A glassworks factory bought on a whim, and a trip to the other end of the world made on the toss of a coin: chance is the driver of most of the major events in this book.
Oscar and Lucinda is a strange love story set mostly in Australia in the mid-1800s. It is coincidence that brings together Oscar—a thin awkward man with unruly red hair, “tall and stretched, with a long, twisting neck”, and knees that click when he runs—and Lucinda, a small, controlled and fiercely independent young woman.
Lucinda grows up on a farm in New South Wales, Australia. Her father dies when she is quite young, and she is raised by her mother. Before she dies, her mother makes sure that the farm is divided up and sold, leaving Lucinda a wealthy young woman. Lucinda moves to Sydney, where she buys a decrepit glass factory on the spur of the moment. She also discovers a taste for gambling.
Oscar meanwhile grows up in England. His mother dies when he is a child, and he is brought up by his father, a stern preacher who does not believe in celebrating Christmas. Their new maid is appalled when she finds out that the boy has never tasted a Christmas pudding so she bakes him one on the sly. The father walks in to find his son eating it and knocks it out of his mouth. This changes everything, and eventually Oscar leaves home to become an Anglican priest, to his father’s despair.
Oscar also discovers a love of gambling, and as a man of the cloth, he sees it as heavenly guidance. So when he is debating whether he should face his horror of vast expanses of water to travel to New South Wales, he tosses a coin and follows its dictates without hesitation. It is on the boat that he meets Lucinda, who is returning from a trip to England. The two recognize in each other someone who is different, who is out of them with their times. That, and their shared love of gambling.
Lucinda dreams of constructing a glass cathedral, and Oscar decides to take it further, literally, which leads to the cathedral being transported from Sydney to a small town over uncharted terrain. Through this crazy venture, Oscar tries to prove his love for Lucinda, and Lucinda, in a deal with fate to keep Oscar safe, places a bet on the trip’s success. The way it plays out isn’t quite what either of them is expecting.
Peter Carey paints a real sense of what life must have been like in Australia in the mid-19th century. Through Oscar and Lucinda, who defy convention in their own ways, he says a lot about the social mores and the position of women.
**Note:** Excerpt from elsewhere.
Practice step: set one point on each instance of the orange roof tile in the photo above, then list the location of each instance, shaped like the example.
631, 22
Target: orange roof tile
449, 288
Lucinda, as the owner of a factory, is a woman in a man’s world. The supervisor discourages her from paying unexpected visits because “it upsets the men”. She is only invited once her employees think she has found a man of her own, and although she is the owner, he is the one they talk to.
The story is narrated by a great-grandchild, which does not really work and could have been dropped without the book losing much. The only thing this device does is to highlight the role that hazard plays in our lives.
What stood out for me were the two main characters, Oscar and Lucinda. Even though I found myself getting exasperated with them, I was rooting for them. They are both so vividly drawn that I know that they will stay with me for a long time. And so will the image of the glass cathedral, which says so much about the power and the fragility of dreams.